Lettre ouverte à Mme la Directrice Fonctionnelle du SPIP de Paris,

Madame la Directrice,

À l’heure de votre prise de fonction au SPIP 75, l’ensemble de l’équipe du milieu fermé souhaitait que vous puissiez avoir une vision globale des difficultés que nous rencontrons depuis notre installation au sein du Centre pénitentiaire de Paris La Santé.

Aujourd’hui, ces difficultés persistent et rendent le travail au quotidien très pénible. Nous avons donc tenté de vous répertorier les plus significatives.

Lettre ouverte à la DFSPIP de Paris version PDF ici

Manque de matériels et de fournitures :

  • A notre arrivée en septembre dernier, nous avons commencé par lister le matériel dont nous allions avoir besoin. Une partie de nos commandes effectuées en septembre est enfin arrivée mi-janvier mais il en manque encore et pas le moindre ! Nous n’avons toujours pas de fax, pas de cases courriers, pas de cases pour les partenaires, pas de tampons au nom du service et surtout nous ne pouvons toujours pas envoyer de courriers externes ; ce qui est une réelle difficulté dans le cadre du maintien des liens familiaux!
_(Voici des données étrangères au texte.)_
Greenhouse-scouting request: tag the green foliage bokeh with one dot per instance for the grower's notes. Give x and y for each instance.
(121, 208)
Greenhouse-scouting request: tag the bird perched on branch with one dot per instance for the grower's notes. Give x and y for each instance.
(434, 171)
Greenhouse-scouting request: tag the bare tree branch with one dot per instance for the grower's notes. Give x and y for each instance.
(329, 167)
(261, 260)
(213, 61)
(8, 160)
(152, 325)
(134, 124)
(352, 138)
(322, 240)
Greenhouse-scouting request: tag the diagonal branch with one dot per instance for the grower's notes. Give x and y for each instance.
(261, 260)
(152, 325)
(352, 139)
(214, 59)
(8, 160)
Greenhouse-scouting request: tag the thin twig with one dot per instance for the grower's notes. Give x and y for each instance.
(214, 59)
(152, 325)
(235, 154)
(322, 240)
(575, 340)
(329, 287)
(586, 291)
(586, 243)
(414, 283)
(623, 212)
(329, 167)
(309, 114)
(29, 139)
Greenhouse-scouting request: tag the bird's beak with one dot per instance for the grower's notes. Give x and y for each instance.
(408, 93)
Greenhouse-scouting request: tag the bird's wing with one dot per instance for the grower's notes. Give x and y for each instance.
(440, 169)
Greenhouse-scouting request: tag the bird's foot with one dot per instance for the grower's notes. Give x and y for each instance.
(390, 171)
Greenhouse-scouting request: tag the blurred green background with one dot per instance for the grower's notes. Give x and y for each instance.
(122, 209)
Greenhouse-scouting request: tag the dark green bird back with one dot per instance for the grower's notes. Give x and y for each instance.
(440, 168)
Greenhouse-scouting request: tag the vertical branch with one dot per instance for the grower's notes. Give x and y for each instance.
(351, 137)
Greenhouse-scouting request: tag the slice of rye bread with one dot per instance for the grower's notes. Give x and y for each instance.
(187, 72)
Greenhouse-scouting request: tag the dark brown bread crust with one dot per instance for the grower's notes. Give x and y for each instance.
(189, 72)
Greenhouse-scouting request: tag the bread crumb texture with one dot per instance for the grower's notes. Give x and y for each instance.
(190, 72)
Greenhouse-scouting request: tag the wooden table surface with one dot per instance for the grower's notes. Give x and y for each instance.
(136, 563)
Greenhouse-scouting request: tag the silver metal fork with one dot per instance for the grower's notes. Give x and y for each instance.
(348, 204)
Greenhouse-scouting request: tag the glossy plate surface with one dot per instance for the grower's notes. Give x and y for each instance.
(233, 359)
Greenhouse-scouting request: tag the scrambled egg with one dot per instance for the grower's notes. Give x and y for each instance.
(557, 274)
  • Nous souhaiterions également que nos bureaux d’entretien soient équipés de téléphones afin notamment de pouvoir contacter les services en interne et ainsi éviter de déranger régulièrement les gradés.

Un cadre d’intervention peu sécurisant :

  • Il est également plus que temps de définir notre cadre d’intervention au sein même du SPIP. Alors que nous l’avons sollicitée à plusieurs reprises, la tenue d’un Comité Technique Local nous semble aujourd’hui urgent et indispensable !
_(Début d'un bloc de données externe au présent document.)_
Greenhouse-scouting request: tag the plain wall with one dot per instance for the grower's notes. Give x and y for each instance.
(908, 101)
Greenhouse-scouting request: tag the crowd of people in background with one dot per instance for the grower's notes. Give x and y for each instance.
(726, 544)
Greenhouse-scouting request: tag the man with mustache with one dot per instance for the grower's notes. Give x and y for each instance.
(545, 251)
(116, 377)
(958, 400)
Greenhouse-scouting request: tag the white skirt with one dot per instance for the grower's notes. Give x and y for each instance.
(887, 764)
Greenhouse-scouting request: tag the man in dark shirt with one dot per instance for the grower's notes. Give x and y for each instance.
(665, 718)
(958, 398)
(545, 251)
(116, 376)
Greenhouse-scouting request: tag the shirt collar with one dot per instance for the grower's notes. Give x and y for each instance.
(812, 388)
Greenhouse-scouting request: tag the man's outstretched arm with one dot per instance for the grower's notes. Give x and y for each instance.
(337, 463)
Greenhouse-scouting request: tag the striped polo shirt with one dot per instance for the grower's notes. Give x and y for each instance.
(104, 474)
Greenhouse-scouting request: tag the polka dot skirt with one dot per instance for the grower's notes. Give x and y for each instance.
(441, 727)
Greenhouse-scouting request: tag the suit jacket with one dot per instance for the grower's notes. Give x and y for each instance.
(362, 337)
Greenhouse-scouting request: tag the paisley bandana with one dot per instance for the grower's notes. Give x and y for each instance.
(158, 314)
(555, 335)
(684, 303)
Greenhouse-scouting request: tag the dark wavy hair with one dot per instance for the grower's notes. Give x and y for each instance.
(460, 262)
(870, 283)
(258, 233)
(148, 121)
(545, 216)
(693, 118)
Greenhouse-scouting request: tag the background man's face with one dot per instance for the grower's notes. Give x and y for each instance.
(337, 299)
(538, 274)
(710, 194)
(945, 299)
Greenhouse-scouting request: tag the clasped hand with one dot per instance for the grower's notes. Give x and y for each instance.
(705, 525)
    La Charte des temps du Milieu fermé doit être revue entièrement concernant l’intervention des personnels du SPIP et doit, à notre avis, être déterminée en prenant compte les deux autres pôles du département.
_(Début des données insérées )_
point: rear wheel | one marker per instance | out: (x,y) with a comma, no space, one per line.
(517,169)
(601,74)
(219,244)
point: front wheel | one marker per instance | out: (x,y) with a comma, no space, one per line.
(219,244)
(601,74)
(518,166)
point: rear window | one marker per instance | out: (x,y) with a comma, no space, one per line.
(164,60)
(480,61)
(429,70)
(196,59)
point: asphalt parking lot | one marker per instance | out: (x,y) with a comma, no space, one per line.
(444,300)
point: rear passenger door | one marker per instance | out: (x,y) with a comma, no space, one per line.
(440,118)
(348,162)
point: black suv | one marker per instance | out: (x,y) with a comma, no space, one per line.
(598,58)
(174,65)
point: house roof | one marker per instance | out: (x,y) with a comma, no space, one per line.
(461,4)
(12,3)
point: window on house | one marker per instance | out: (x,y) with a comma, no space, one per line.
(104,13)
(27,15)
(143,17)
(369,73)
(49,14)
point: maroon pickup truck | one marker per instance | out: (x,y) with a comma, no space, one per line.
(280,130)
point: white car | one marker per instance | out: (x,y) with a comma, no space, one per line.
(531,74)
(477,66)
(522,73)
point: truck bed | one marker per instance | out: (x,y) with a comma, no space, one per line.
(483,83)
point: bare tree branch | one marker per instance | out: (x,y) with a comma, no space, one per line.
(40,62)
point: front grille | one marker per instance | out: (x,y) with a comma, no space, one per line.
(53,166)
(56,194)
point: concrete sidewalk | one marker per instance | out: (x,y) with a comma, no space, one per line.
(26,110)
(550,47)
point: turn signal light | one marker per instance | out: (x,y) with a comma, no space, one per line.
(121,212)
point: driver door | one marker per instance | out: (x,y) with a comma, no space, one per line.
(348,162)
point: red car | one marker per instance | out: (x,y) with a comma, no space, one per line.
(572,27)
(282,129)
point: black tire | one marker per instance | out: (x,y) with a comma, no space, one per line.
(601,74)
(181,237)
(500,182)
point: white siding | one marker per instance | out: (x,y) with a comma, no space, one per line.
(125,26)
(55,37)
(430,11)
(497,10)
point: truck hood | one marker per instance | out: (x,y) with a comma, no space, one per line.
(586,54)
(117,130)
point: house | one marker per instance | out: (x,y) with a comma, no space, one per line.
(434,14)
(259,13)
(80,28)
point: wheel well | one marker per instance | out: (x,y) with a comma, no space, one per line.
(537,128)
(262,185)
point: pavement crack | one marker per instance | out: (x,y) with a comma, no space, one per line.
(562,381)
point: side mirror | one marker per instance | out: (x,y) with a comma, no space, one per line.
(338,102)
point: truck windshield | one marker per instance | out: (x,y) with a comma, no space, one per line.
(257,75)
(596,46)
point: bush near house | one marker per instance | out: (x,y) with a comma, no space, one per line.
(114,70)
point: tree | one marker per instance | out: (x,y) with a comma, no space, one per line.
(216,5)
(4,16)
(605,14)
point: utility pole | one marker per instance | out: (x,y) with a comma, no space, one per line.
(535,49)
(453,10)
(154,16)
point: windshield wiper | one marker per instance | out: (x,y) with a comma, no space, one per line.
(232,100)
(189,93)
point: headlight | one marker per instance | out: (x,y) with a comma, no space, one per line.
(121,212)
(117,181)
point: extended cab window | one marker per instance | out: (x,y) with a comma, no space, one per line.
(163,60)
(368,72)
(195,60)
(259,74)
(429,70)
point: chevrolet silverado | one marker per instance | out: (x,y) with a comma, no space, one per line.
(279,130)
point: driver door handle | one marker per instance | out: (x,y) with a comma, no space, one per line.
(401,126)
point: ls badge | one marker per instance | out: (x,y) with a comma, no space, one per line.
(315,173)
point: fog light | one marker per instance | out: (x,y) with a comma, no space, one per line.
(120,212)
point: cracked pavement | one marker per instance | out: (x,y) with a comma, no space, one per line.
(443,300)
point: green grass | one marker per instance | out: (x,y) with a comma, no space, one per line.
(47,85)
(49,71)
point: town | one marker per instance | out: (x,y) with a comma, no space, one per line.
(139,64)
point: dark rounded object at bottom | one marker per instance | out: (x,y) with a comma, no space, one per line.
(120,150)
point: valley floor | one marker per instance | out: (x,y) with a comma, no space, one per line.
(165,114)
    Nous souhaiterions également que la nouvelle organisation de service soit actée dans le cadre du CT et que des notes de service soient enfin rédigées afin de sécuriser les agents dans leurs pratiques professionnelles.

    Enfin, l’ensemble de l’équipe ne pouvant être présent à toutes les réunions (puisque 4 CPIP sont de permanence arrivants chaque jour), il serait opportun que nous ayons des comptesrendus des réunions (réunions de service mais également réunions avec les JAP, réunions avec les partenaires…) afin que tous les CPIP puissent avoir le même niveau d’information. Pour cela, un secrétariat composé d’un minimum de 2 personnes s’impose.

  • Ensuite, il est très urgent qu’un certain nombre de procédures soient éclaircies afin de nous permettre de travailler correctement. A titre d’exemple, dès notre installation en septembre, il nous a été demandé de réfléchir très rapidement sur l’arborescence d’un commun pour mieux échanger certaines informations avec la détention et ce, dès l’ouverture. Or, à ce jour, nous n’avons toujours pas accès à ce dernier. Ainsi, nous ne pouvons pas rechercher les pièces d’identité des détenus que les agents du vestiaire scannent dès l’écrou et placent sur le commun pour que nous puissions y avoir accès. Cela nous permettrait de constituer plus rapidement les demandes d’inscription sur les listes électorales en vue des élections européennes (volonté du Président de la République) et faciliterait nos démarches dans le cadre de la préparation à la sortie des personnes suivies.

    A ce jour, nous sommes toujours dans l’obligation de solliciter les surveillants des vestiaires qui font donc un double travail en nous envoyant les documents par mail. Nous n’avons pas non plus accès au commun du milieu ouvert, ce qui est également une difficulté puisqu’il est une source d’informations non seulement au niveau législatif mais également sur les informations RH et de fonctionnement du service.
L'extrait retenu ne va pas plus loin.